To play Wilberforce, Ioan Gruffudd quickly shakes off the mantel of Mr. Fantastic from the "Fantastic Four"
series. Mr. Gruffudd struggles to add some depth to a character whose single-minded determination seems almost superhuman at times. The film dips into the cutesy for a brief courtship with Wilberforce's soon-to-be bride Barbara Spooner (the appealing-enough Romola Garai). But while Ms. Garai makes Barbara the proto-neo-feminist, the couple's interplay would be more at home in a romantic comedy than a serious period piece.
Directed with unflagging sincerity (and peopled with an impressive array of British thespians, including Michael Gambon and Ciarán Hinds) by Michael Apted, whose amazingly varied output ranges from "Coal Miner's Daughter" to "The World is Not Enough"

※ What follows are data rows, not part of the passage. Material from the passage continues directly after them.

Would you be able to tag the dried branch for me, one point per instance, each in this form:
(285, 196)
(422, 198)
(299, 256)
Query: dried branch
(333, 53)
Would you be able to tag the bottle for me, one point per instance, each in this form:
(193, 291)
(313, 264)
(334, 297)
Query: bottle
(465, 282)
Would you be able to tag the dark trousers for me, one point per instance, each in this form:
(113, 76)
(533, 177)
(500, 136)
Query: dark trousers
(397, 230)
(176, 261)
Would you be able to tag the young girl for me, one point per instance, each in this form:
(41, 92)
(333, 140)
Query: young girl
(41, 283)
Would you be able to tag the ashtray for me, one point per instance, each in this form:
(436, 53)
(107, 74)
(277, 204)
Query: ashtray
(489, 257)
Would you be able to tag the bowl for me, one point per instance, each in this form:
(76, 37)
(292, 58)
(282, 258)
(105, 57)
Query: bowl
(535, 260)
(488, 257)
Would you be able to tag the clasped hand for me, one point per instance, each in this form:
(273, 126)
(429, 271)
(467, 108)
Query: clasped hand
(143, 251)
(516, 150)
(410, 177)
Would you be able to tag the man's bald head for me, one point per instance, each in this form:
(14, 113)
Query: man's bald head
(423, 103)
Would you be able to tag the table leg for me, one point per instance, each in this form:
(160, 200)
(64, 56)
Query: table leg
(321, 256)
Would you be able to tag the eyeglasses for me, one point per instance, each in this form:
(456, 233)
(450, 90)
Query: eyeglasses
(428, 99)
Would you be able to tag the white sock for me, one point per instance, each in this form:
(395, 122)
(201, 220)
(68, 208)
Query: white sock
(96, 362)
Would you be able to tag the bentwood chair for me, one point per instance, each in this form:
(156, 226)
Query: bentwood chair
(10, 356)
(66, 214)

, "Grace" tells its story with few shades of gray which, while noble, gets a bit boring at feature length. Adding some much-needed spice to the proceedings is Albert Finney as John Newton, the former slave ship captain who, after a spiritual awakening, becomes a pastor and pens over 200 hymns including the titular gem. Mr. Finney's performance is one of ferocity and regret which left me feeling that Newton's story might have made for a more interesting film.

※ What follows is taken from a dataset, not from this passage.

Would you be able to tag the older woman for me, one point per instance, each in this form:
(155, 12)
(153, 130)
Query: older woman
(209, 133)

"Amazing Grace" is being released to coincide with the British bicentennial of the abolition of the slave trade. Interestingly, the film may resonate most with exhausted liberal Americans frustrated by the inability of a certain administration to affect change. As Wilberforce yearly proposes his abolition bill in the House of Commons, his fellow members of Parliament are shown to be stubbornly disinterested - going so far as to duck out on days when particularly boring laws are to be evaluated. Political frustration, it seems, knows no color. Ultimately, Wilberforce is able to cleverly use this lack of attention against them. Though, since slavery itself wasn't abolished for another quarter century, his victory is wisely played as one small step for man.